Questions to ask yourself: You now have a sense of the work and time commitment of serving. Here are some other questions to reflect upon.
- Representing the whole institution: Committee members are asked to operate not as a representative of your constituency (e.g., faculty member, student, etc.), but rather on behalf of the entire school. You will be asked to be open to a variety of candidates, rather than adhering to a preconceived notion of what the best candidates “should” look like. Is that something you are comfortable with?
- Ability to work outside of “normal business hours”: We all know that finding a mutually available time to have dinner with a single friend can be challenging. Now imagine your dinner is not with one friend, but 15. And you need to schedule multiple dinners in the next few months. Well, that is essentially the challenge of scheduling for a search committee. Finding times when everyone is available is tricky! Ask yourself, “Is my life flexible enough that I could attend meetings in the early morning or evening to help ensure meeting times work for everyone on the committee?”
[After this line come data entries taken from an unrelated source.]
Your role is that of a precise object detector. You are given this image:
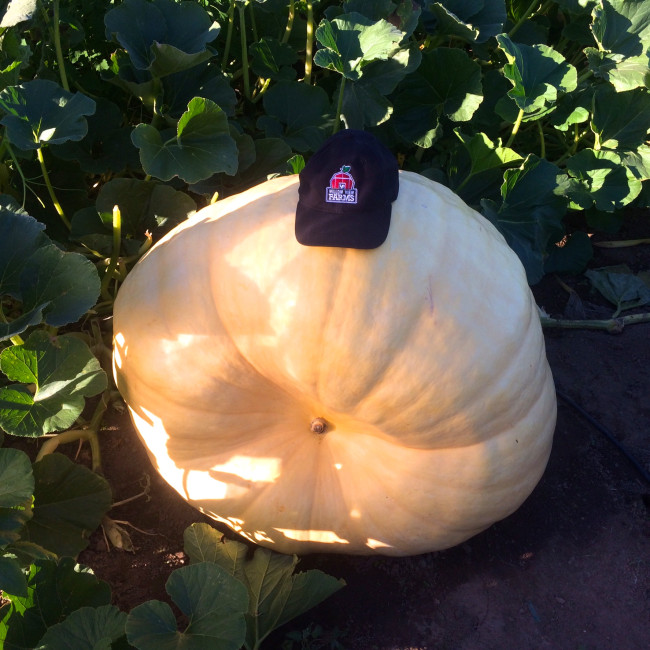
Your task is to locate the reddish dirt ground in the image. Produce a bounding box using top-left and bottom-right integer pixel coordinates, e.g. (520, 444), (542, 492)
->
(15, 217), (650, 650)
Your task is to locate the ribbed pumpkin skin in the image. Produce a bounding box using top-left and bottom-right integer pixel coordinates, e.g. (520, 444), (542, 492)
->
(114, 172), (556, 555)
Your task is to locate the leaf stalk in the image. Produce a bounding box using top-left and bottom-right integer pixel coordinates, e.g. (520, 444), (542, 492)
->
(101, 205), (122, 300)
(305, 2), (314, 84)
(36, 147), (71, 230)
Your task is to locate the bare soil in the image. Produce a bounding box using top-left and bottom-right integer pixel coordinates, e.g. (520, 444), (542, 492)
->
(49, 215), (650, 650)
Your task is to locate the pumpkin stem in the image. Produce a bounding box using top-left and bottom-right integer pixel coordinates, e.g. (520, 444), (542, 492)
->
(309, 418), (327, 433)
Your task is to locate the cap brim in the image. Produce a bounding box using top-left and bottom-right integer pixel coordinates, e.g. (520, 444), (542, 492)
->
(296, 202), (392, 249)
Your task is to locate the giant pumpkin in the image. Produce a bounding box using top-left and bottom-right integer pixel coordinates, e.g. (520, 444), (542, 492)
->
(114, 172), (556, 555)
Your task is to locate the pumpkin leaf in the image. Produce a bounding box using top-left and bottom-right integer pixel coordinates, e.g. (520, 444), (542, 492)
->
(0, 448), (34, 548)
(257, 81), (330, 152)
(0, 202), (49, 299)
(0, 0), (37, 27)
(590, 0), (650, 57)
(39, 605), (126, 650)
(0, 557), (111, 650)
(566, 149), (641, 212)
(0, 330), (107, 437)
(95, 178), (196, 241)
(481, 156), (567, 284)
(428, 0), (506, 43)
(249, 38), (298, 81)
(131, 97), (238, 183)
(314, 12), (405, 81)
(21, 453), (112, 557)
(126, 562), (248, 650)
(497, 34), (578, 114)
(0, 555), (27, 596)
(339, 47), (422, 129)
(585, 265), (650, 318)
(184, 524), (345, 650)
(0, 208), (100, 340)
(52, 97), (139, 174)
(392, 48), (483, 147)
(104, 0), (219, 78)
(0, 448), (34, 512)
(0, 79), (95, 150)
(591, 84), (650, 150)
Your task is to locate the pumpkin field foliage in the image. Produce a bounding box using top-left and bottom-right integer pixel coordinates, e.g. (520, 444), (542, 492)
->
(0, 0), (650, 650)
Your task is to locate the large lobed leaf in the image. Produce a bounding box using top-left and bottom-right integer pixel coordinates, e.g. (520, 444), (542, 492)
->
(184, 524), (345, 650)
(0, 206), (100, 341)
(0, 79), (95, 149)
(104, 0), (219, 78)
(126, 562), (248, 650)
(0, 330), (108, 437)
(131, 97), (237, 183)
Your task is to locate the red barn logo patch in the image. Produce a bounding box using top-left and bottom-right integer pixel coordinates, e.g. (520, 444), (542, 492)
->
(325, 165), (357, 203)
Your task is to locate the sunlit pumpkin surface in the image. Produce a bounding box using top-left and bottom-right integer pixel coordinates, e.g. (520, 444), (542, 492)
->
(114, 172), (556, 555)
- Ability to shift previously unshiftable commitments: We already discussed the difficulty of scheduling. If you are a faculty member, are you willing or able to get coverage for a few classes this semester? If you are a student, are you able to miss a few classes?
- Overall time commitment: A simple question: do you have the bandwidth to dedicate this much time to service this semester?
- Confidentiality: Different schools and searches will operate with different levels of confidentiality. Sometimes, a search is confidential until a finalist is announced. Regardless of the level, is the search operating with a level of confidentiality you can support, and can you maintain this confidentiality not only during the active part of the search but in perpetuity?
In short, joining a search committee is a fantastic opportunity to meet new colleagues, learn about the perspectives other constituencies hold on your institution’s direction, and engage with wonderful candidates who will have innovative ideas and best practices to share. Committee members also often find unexpected connections, both personal and professional. For example, students might get to meet a board member who has a connection to a well-suited internship, or a faculty member may learn from a staff member about a previously unknown useful college resource. However, serving as a committee member is a significant commitment and one that will ask you to be flexible in potentially challenging ways. If life at this moment has you already spread thin, this might not be the moment to serve. But if you have some space for an intense but time-bound commitment, it will very likely be a richly rewarding experience.